• Content Count

  • Joined

  • Last visited

Everything posted by Maniak2000

  1. 1) As I understand, anti-malware network is a reputation \ analysis system that identifies unknown files as safe or not safe, is this correct? 2) If an unknown file is detected by EIS, do I need to send it somewhere, or is it sent automatically? 3) How much time is needed usually \ at most to analyze an unknown file (For example, usually it takes few hours, but rarely takes more then 2 days)?
  2. Why do I have a bunch of programs with "Behaviour Blocker = All allowed, Firewall in = custom, Firewall out = All alllowed" rule set? Are they trusted programs? If so, why are they in the list (aren't they supposed to be hidden from the list)? If they aren't trusted, why "Behaviour Blocker = All allowed" rule is there? It's a bit confusing.
  3. On default settings 1) For unknown programs rule "Behaviour Blocker = custom, Firewall in = custom, Firewall out = All alllowed" is created, and for trusted programs rule "Behaviour Blocker = All alllowed, Firewall in = All alllowed, Firewall out = All alllowed" is created, is that correct? 2) Are application rules self-clean (meaning rule is deleted if the program doesn't exist anymore)? If not, wouldn't large amount of "dead" rules slow things down? 3) If the unknown program is started (and rule for unknown programs is created) but after a while the program is declared safe \ trusted, does the "old" (for unknown programs) rule get replaced by "new" (for trusted programs) one? 4) Is there (or will there be) a way to "re-scan" application rules list in order to hide fully trusted files (that were previously unknown), or is it automatic process?
  4. Yes, most programmers probably know what "Register a debugger in the system" is, but I assume most of your user base are not programmers, and throwing this terminology without some sort of description is confusing. I'm not asking to explain how EXACTLY it works, I understand that detailed explanations will probably help malware creators, but I ask you to provide some sort of info on these alerts.
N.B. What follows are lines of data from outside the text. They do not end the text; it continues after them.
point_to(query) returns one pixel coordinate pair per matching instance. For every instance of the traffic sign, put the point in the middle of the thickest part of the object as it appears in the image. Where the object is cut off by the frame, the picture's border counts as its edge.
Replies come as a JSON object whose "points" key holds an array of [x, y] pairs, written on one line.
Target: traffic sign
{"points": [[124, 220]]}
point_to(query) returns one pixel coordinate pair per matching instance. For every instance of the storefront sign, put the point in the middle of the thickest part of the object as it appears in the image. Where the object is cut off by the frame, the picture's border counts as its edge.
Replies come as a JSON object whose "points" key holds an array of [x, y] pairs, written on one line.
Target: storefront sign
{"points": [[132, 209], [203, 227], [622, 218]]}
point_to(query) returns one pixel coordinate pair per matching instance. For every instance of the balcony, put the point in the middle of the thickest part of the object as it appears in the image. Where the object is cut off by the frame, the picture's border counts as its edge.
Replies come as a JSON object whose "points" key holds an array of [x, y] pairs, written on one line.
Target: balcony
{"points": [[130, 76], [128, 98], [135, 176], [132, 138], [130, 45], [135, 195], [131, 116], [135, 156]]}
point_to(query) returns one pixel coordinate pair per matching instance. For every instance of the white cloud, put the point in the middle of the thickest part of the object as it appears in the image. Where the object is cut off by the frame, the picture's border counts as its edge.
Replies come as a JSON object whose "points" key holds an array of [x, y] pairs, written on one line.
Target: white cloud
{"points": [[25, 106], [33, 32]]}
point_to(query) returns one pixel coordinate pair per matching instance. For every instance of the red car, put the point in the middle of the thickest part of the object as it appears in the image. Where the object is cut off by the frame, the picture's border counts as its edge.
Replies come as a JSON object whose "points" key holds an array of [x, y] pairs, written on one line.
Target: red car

I mean these descriptions you gave me are pretty good, at least now I have a general idea of what these 2 alerts mean, why not include descriptions like that in the program? If they're too big for an alert window, why not use "learn more" link that goes to a section in help file or your site explaining the alert?
  5. Can I use ip and \ or port ranges in firewall \ application rules? If yes, how exactly? Will this work: ip - and port 12547 - 12560? If no, will this feature be added?
  6. As to not create another topic, I'll ask here. What behavior alerts mean exactly? I mean some of them pretty self explanitory, like "Backdoor related activity", "Spyware related activity", others not so much like "Access disk seсtors directly" "Register a debugger in the system". I mean if I get an alert "Access disk seсtors directly" what should I do? Do programs usually do that? or Not? Also some alerts are yellow and some red, I assume red ones are almost certainly malware, while yellow ones might be ok? Is there a detailed explanation of these alerts somewhere? I think you might want to add some more info to alerts, for example: "Access disk seсtors directly" Most programs don't require direct sector access, unless this is specialized program, it is advised to block this action. or something.
  7. Hello, I'm currently using trial version of Emsisoft internet security, and I'm liking it so far, but I would like some help with behavior blocker, and I also have some questions. So, I have this game on steam (actually it's more like 3 games in 1) and it uses launcher to let people choose which part to start. When I select any part, behavior blocker comes up with an alert "Program is attempting to manipulate another process" (red). Now since it is legit steam game, I select "Allow always", but this raises several questions \ possible suggestions. 1) Alert window (more info) says "Anti Malware Network status: Unknown", so how do I send the file for analysis? Or is it automatic? Also, how long does the analysis usually take? 2) Alert gives you an option to allow behavior one, allow it always, close the program or quarantine it. But what about block behavior once \ always, but continue executing (maybe suggestion to add these options)? 3) Alert window (more detail) gives tons of info about source (launcher, in this case), but not about the target (in this case, what process is it trying to manipulate), why? I think it would be better to provide info about the target of the action (if possible), since it may make it easier to decide if this behavior malicious or not.
  8. Hello. I would like to get a bit more details about some alerts mamutu shows, can it be done? For example: Application is trying to inject code to other applications - What other application(s) exactly (path)? Program is editing (patching) other executable files - (again) what other executables exactly? Program is installing something invisibly - what exactly is it installing? (list of files?) Installation of services and drives - What services \ drivers are being installed exactly? Mofifying startup areas - What start-up area is being modified and what entry exactly is being added? Changing hosts file - what entries are being added \ deleted? Browser setting changes - what setting(s) are being changed exactly? System's group policy changes - what group policy exacly is being changed? to what (on \ off) ? Application is trying to silently send something to the internet - on what adress, port? This additional info can be added to "Details" tab and I think can help some people differentiate dangerous programs from just suspicious (for mamutu).